Deep breaths; all’s well that ends well… and then the two eldest got impetigo and one of the girls brought headlice home from a school trip.  It was still a week until Christmas but I thought maybe we’d be able to relax at last.  With husband home safely and the children still at school we decided to take a long walk with the pup one morning.  Running across the common, she found a stick and a game of fetch swiftly followed.  My throwing’s a bit ‘girly’ so husband took charge and he and the pup had great fun, until the stick landed badly, pup chased with an open mouth and did herself an injury requiring another trip to the vet.  5 days of antibiotics took us up to Christmas, during which time we miraculously managed to avoid accident or injury.  Christmas Day was lovely and passed without incident but our good fortune couldn’t last.  On Boxing Day we awoke to a freezer swimming in melted ice cream and all the meat, cheese and other lovely food we’d bought to feed our visitors slowly decomposing.  It’s amazing how fast a fridge and freezer warm up when they stop working!  Obviously no-one was available on any emergency helpline and the next day John Lewis and Hotpoint couldn’t agree who was responsible for the warranty or whether it even had one; apparently a system typo meant our fridge warranty wasn’t registered to start until January 2037.
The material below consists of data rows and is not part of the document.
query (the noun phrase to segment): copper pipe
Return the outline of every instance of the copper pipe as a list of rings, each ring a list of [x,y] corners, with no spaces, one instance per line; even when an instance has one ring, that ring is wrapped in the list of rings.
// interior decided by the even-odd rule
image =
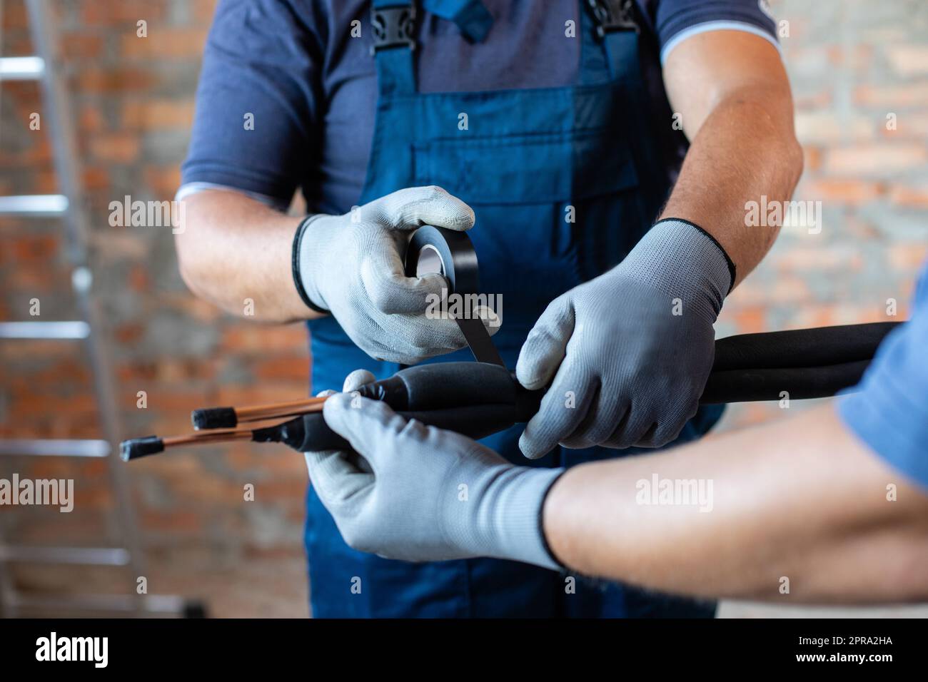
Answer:
[[[251,441],[251,429],[224,429],[222,431],[198,431],[183,436],[168,436],[162,438],[161,442],[164,444],[164,447],[187,445],[191,443],[231,443],[233,441]]]
[[[261,421],[274,419],[278,417],[295,417],[309,412],[321,412],[325,398],[303,398],[287,403],[271,403],[269,405],[247,405],[236,407],[236,417],[238,421]]]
Last night was New Year’s Eve.  I had thought we would chance a drive into London to watch the fireworks (park up somewhere and have a wander along the Thames with the kids).  Someone mentioned it was ‘ticket only’ but I wasn’t easily dissuaded.  Then we went for a walk, I tried to cross a stream, got stuck in the mud and fell in (that’s a whole other story).  On the way home the car dashboard lit up like a Christmas tree, several warning lights and messages appeared telling me the engine management system had failed and the car went into limp-home-mode.  We came home, put our PJs on and saw 2020 in with a movie!  I don’t want to tempt fate but I hope this year is a little quieter than last.